Moving on to verse 15, it reads, “Moses built an altar and called it The Lord is my Banner.” This act by Moses is symbolic and carries deep spiritual significance. Moses proclaims that it was God who gave them the victory over the Amalekites by building an altar and naming it “The Lord is my Banner.” The banner symbolizes God’s presence and protection over His people. This act of building an altar is reminiscent of other instances in the Bible where altars were built to commemorate significant encounters with God (e.g. Abraham in Genesis 22:14). It serves as a reminder that worship and gratitude should follow moments of victory and deliverance.
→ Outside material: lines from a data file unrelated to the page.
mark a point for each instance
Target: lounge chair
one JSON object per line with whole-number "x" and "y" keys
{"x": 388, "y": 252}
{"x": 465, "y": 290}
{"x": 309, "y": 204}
Lastly, in verse 16, it states, “He said, ‘Because hands were lifted up against the throne of the Lord, the Lord will be at war against the Amalekites from generation to generation.’” This verse illustrates the serious consequences of opposing God and His people. The act of the Amalekites attacking the Israelites was seen as an act of rebellion against God Himself. The mention of God being at war against the Amalekites from generation to generation signifies the ongoing spiritual battle between good and evil. This serves as a warning that those who stand against God will face His judgement, emphasizing the importance of obedience and faithfulness. Exodus 17:14-16 illustrates the themes of remembrance, worship, and the consequences of opposing God. It showcases the leadership of Moses and Joshua, the faithfulness of God in battle, and the importance of acknowledging God’s victory in our lives. This passage teaches us about obedience, spiritual warfare, and the necessity of recognizing God as the ultimate source of strength and protection.

After Exodus 17

The Israelites had faced many trials and tribulations on their journey through the wilderness. Yet, through it all, they had witnessed the power and provision of their God. They were about to witness another miraculous display of divine intervention as they stood before the rock at Horeb. Little did they know that this encounter would not only quench their thirst but also serve as a foreshadowing of the salvation that was to come.

The battle with the Amalekites had been won, but the war was far from over. The people of God would need to continue to rely on the strength and guidance of the Almighty if they were to reach the Promised Land. They knew that the road ahead would be filled with both challenges and blessings as they turned their eyes towards the horizon. But with the Lord as their shield and their fortress, they were confident that they would emerge victorious, for the battle belongs to the Lord.